New York, NY - Sept. 9, 2010 - Neurons are cells in the brain and body that communicate with one another by electrical and chemical signals -- like messages traveling along phone lines -- but scientists have observed that these cells purposefully hold back their full potential. Now, for the first time, scientists from Weill Cornell Medical College may be able to explain this behavior, but more importantly, how to boost a neuron's signaling.
The promising results published today in the journal Neuron may explain how to unlock a neuron's communication system, which could lead to new drugs for the treatment of neurodegenerative diseases, such as Alzheimer's disease.

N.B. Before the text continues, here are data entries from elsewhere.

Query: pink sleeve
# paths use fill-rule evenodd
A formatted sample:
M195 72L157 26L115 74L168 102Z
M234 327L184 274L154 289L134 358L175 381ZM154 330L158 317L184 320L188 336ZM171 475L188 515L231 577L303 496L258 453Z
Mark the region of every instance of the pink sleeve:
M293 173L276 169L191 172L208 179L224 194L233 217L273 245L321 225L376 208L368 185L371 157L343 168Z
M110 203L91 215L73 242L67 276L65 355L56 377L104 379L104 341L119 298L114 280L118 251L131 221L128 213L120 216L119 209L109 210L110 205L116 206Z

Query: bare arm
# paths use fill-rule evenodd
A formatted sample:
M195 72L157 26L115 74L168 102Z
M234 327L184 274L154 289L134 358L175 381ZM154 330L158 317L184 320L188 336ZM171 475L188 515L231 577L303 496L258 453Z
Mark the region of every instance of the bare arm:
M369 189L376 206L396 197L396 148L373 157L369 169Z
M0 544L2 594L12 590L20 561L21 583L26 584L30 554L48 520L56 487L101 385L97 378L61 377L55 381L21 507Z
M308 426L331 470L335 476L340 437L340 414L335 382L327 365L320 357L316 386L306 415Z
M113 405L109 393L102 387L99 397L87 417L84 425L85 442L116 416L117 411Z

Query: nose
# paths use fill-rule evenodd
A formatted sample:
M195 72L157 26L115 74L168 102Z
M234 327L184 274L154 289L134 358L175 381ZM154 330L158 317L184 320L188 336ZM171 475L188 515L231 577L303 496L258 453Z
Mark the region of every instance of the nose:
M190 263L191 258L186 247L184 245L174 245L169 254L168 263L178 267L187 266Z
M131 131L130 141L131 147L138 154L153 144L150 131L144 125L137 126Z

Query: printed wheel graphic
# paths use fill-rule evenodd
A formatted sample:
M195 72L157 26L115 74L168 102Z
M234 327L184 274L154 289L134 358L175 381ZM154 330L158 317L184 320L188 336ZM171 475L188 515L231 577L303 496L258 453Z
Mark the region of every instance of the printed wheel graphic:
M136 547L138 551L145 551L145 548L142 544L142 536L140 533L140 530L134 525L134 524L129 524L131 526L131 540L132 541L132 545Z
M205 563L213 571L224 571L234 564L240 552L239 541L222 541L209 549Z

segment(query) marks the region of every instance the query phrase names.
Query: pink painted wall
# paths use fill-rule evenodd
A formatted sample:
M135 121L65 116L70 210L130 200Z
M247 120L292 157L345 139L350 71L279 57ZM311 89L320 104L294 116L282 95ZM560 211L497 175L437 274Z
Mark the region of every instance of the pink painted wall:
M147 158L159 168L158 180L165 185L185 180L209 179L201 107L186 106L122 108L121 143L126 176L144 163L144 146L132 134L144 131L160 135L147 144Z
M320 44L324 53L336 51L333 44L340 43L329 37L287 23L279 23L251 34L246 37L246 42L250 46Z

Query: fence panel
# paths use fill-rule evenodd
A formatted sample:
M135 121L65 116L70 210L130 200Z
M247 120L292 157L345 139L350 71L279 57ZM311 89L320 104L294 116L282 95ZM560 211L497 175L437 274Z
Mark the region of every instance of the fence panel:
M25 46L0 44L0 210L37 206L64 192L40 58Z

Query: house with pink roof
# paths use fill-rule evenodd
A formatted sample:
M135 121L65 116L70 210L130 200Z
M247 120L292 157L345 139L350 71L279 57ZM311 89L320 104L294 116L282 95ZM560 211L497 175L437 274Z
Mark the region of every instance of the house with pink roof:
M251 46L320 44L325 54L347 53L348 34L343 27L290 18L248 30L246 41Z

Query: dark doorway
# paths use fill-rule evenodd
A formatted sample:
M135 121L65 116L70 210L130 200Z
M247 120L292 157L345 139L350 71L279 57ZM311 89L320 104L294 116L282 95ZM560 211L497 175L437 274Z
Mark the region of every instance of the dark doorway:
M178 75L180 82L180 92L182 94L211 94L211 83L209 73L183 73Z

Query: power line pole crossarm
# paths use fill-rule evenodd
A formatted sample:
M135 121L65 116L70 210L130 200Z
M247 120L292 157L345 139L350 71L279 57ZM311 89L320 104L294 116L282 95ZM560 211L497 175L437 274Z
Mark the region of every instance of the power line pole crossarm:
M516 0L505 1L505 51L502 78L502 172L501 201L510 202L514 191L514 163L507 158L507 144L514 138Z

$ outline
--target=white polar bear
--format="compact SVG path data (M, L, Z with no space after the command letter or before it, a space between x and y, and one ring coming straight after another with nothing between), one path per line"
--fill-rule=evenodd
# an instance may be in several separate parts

"Scientists have observed that the neuron uses only about half of its signaling ability, but, until now, no one understood exactly why this happens or how to augment it," says Dr. Timothy Ryan, senior author of the study and professor of biochemistry at Weill Cornell Medical College in New York City.
Dr. Ryan explains that there is a "resting pool" of cell organelles called vesicles -- bubble-like structures located at the ends of the neuron that carry neurotransmitter chemicals. These chemicals move from one neuron to another at a junction between neurons called the synapse. When an electrical signal arrives at the synapse it causes the vesicles to release their chemical, relaying a chemical message to the partnering cell. About 15 years ago scientists discovered that about half of the vesicles were in a "resting state" and never participated in this signaling relay.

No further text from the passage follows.